Terkait keuangan berkelanjutan, Arsjad menilai ASEAN Climate Forum dapat mendukung negara-negara partisipan untuk segera mengambil tindakan untuk mencapai net zero carbon. Sebab, jika tidak ada tindakan yang diambil, negara dapat kehilangan 37,4 persen produk domestik bruto (PDB) saat ini pada 2048.
Baca juga: Kadin dan ASEAN-BAC Gelar ASEAN Weekend Market, Kumpulkan UMKM dari Indonesia hingga Kamboja
“Keuangan berkelanjutan di ASEAN telah mengalami ekspansi yang luas. (Namun) pasar utang dan ekuitas berkelanjutan masih kecil dan tidak mampu untuk memenuhi kebutuhan pendanaan perekonomian ASEAN untuk tujuan keberlanjutannya,” Arsjad mengakui.

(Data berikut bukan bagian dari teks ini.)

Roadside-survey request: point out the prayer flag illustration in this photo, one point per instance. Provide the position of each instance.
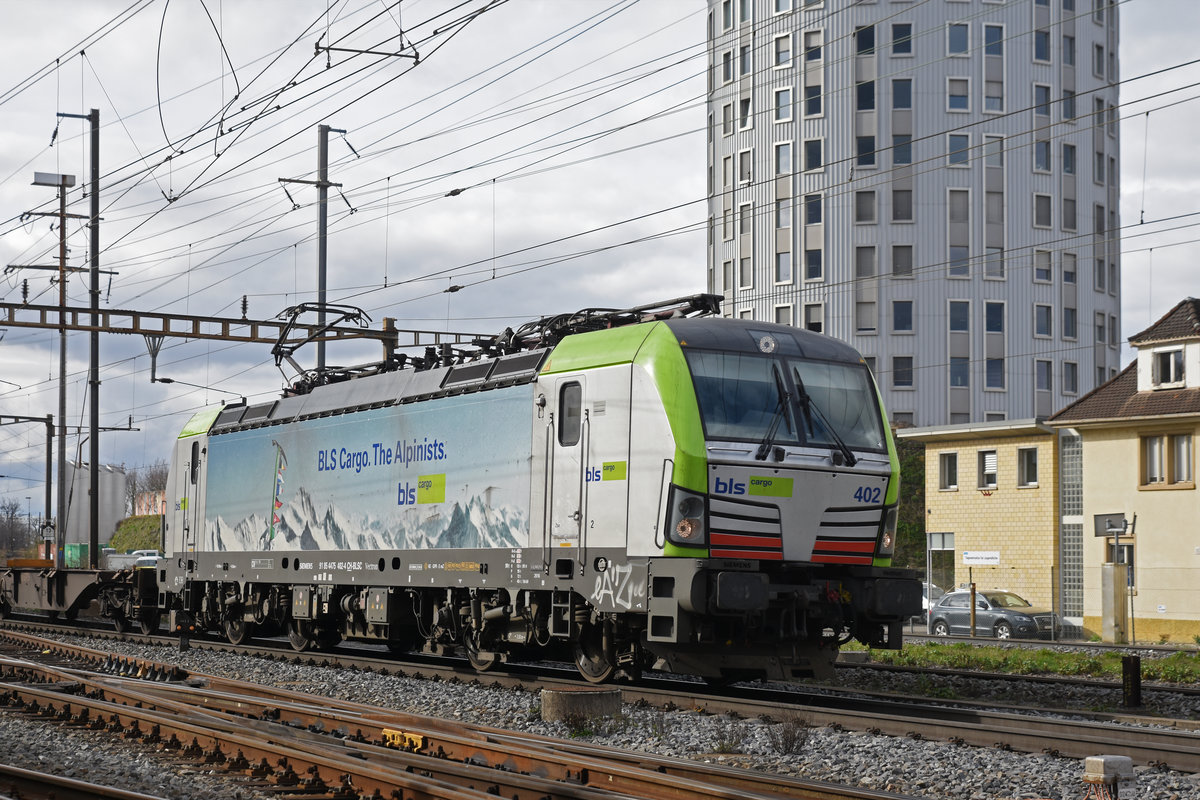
(281, 464)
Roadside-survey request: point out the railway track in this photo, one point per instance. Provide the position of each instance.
(292, 743)
(960, 721)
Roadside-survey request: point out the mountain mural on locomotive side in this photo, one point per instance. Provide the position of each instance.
(451, 473)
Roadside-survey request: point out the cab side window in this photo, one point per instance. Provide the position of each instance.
(570, 414)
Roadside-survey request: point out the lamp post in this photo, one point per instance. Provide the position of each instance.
(63, 182)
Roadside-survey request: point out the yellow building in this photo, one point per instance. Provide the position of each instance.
(1140, 505)
(991, 506)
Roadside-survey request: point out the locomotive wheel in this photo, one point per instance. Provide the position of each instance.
(478, 660)
(300, 635)
(148, 620)
(592, 659)
(238, 630)
(328, 638)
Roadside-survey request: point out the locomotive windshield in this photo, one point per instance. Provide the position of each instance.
(815, 402)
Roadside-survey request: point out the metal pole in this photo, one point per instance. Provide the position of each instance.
(49, 470)
(94, 421)
(322, 218)
(60, 522)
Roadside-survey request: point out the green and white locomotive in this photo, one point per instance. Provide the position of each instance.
(654, 487)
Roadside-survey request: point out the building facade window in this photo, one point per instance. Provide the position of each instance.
(1167, 371)
(987, 467)
(1167, 461)
(1027, 467)
(948, 471)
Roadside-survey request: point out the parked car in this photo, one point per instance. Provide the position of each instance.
(999, 613)
(930, 594)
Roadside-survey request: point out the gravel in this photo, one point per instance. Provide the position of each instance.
(918, 768)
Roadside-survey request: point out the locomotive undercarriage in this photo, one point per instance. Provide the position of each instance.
(719, 620)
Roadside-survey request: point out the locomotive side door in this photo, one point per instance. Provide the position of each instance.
(568, 433)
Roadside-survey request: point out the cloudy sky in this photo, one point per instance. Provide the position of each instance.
(544, 156)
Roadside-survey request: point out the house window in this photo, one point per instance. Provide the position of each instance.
(1069, 378)
(987, 459)
(783, 50)
(813, 269)
(1042, 376)
(1042, 156)
(864, 150)
(993, 40)
(1027, 467)
(1042, 211)
(864, 40)
(784, 268)
(948, 471)
(958, 94)
(994, 317)
(994, 373)
(784, 158)
(784, 214)
(1167, 459)
(959, 150)
(957, 35)
(783, 104)
(864, 206)
(864, 96)
(1069, 323)
(1042, 100)
(960, 371)
(1042, 325)
(960, 317)
(1041, 46)
(811, 101)
(813, 154)
(811, 209)
(814, 316)
(1168, 368)
(1042, 265)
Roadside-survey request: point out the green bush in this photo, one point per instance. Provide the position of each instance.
(142, 533)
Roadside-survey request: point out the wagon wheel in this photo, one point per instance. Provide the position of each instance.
(479, 659)
(594, 661)
(300, 635)
(238, 630)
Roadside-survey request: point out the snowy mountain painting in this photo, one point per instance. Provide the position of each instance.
(451, 473)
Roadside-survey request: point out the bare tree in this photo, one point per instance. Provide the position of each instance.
(13, 529)
(148, 479)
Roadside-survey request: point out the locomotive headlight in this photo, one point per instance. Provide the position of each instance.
(888, 531)
(687, 518)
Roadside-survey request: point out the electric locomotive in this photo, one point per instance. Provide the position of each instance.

Pada 2016, jumlah total utang berkelanjutan tercatat sebesar 0,25 miliar dollar AS dan meningkat menjadi 6,75 miliar dollar AS pada 2021. Hal ini menjadikan jumlah total utang berkelanjutan menjadi sekitar 24 miliar dollar AS, di mana potensi pertumbuhan lebih lanjut dari keuangan berkelanjutan sebagian besar belum dimanfaatkan.